In his post James Bradbury mentioned he used chainer for his experiments and published chainer implementation of QRNN layer. That’s very convenient and useful. Thanks to him! We will be using his implementation (as well as modified chainer) in our experiments.

You can find whole QRNN model implementation in my repo in case you’re interested.

IMDB dataset

Stanford offers IMDb dataset of their website. Basically it’s well-balanced dataset: it consists of 25k positive and 25k negative samples. Every sample is a short description with a 10-scale rating. Samples are split into pos/ and neg/ folders. As a bonus, dataset containes bag-of-words representations and vocabulary file.

To replicate paper experiment setup we will also need GloVe embeddings.

word vectors initialized using 300-dimensional cased GloVe embeddings

Here you can download cased 300-dimensional embeddings from common crawl.

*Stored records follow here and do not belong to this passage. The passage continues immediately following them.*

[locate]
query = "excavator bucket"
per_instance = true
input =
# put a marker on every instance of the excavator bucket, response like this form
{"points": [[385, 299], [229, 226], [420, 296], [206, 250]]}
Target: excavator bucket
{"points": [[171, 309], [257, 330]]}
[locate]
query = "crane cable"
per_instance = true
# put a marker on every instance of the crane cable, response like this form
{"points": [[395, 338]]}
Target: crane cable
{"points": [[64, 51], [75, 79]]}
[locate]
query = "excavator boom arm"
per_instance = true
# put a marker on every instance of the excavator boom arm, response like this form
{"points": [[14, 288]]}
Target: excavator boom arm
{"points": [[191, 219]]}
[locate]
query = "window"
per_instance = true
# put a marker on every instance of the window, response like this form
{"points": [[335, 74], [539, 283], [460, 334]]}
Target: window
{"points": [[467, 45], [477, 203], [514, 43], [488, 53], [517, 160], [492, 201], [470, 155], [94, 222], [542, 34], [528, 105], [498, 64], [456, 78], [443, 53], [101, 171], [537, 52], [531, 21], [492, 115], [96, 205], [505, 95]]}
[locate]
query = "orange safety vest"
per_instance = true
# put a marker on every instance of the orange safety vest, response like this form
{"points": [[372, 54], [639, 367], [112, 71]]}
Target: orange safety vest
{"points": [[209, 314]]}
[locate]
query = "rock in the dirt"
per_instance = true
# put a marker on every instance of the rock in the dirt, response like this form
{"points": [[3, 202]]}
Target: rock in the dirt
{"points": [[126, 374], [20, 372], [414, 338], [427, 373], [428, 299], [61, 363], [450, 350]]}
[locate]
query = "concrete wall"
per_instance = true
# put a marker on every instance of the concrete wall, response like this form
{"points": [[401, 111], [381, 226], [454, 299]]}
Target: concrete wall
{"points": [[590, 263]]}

Data preparation and preprocessing

Data preparation includes several steps: first we need to convert dataset samples from ascii text into numbers, that is create mapping word -> number. We have to create vocabulary first. Then we can turn text into vector of integers using create vocabulary as a reference.

  1. Create vocabulary
  2. Convert text samples into vectors of integers

I used glove_to_npy.py script that performs data conversion. For it to work one will need to pass GloVe embeddings to it (as a text file) and specify output path for both embeddings and vocabulary. We will use vocabulary for dataset creation and embeddings for weights initialization.

For example, use it like this:

python3 glove_to_npy.py -d data/glove.840B.300d.txt --npy_output data/embeddings.npy --dict_output data/vocab.pckl --dict_whitelist data/aclImdb/imdb.vocab

Original common crawl GloVe embeddings have vocabulary size of 2.2M words that is quite large. Holding embedding matrix of that size will require ~2.5GB of memory. For this and some other reason I decided to reduce its size: only words from IMDB dataset (specified in imdb.vocab) would go into our vocabulary. That effectively reduces its size to 68K and memory requirements to ~0.4GB. Good enough.

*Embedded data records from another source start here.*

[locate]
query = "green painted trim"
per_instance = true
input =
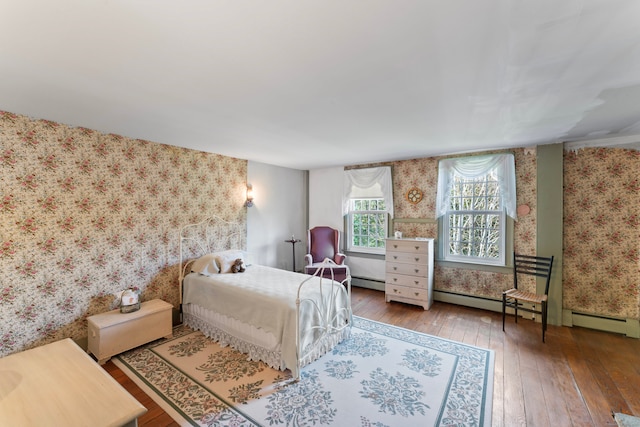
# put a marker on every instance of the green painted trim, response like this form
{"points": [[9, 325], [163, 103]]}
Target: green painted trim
{"points": [[628, 327], [550, 221], [633, 328], [468, 301], [416, 220]]}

Other reason is that chainer (version 1.21) has problems allocating such huge matrix and gives me errors once it tries to access allocated data. Nor pytorch neither tensorflow didn’t have such problem (at the time of writing).

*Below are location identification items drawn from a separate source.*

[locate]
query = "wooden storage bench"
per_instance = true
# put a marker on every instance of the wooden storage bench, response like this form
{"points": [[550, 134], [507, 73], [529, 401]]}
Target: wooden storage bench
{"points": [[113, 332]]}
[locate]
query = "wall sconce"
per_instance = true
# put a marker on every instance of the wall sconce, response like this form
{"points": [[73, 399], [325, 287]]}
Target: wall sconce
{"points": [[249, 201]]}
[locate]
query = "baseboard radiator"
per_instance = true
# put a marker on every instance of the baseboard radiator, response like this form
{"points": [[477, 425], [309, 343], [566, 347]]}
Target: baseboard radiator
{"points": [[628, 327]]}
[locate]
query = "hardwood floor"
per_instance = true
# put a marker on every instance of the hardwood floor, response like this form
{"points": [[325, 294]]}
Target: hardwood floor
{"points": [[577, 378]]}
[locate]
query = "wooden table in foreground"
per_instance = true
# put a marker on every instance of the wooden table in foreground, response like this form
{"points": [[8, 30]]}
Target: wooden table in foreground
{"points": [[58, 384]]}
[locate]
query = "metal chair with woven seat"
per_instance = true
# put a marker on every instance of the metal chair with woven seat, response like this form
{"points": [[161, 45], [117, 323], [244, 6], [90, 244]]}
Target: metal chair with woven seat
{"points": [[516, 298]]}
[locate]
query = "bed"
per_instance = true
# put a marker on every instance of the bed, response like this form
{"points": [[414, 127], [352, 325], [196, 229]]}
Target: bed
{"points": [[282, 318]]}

Here is small code snippet that actually traverse GloVe embeddings file and produces npy embeddings file and vocabulary:

float_re = re.compile(' [-+]?[0-9]*\.?[0-9]+([eE][-+]?[0-9]+)?')

with open(args.dataset) as ofile, \
     open(args.dict_output, 'wb') as dfile, \
     open(args.npy_output, 'wb') as nfile:

    # explanation why we initialize it to 1 will follow
    idx = 1
    for line in ofile:
        pos = next(re.finditer(float_re, line)).start()
        word, vector = line[:pos], line[pos+1:].split()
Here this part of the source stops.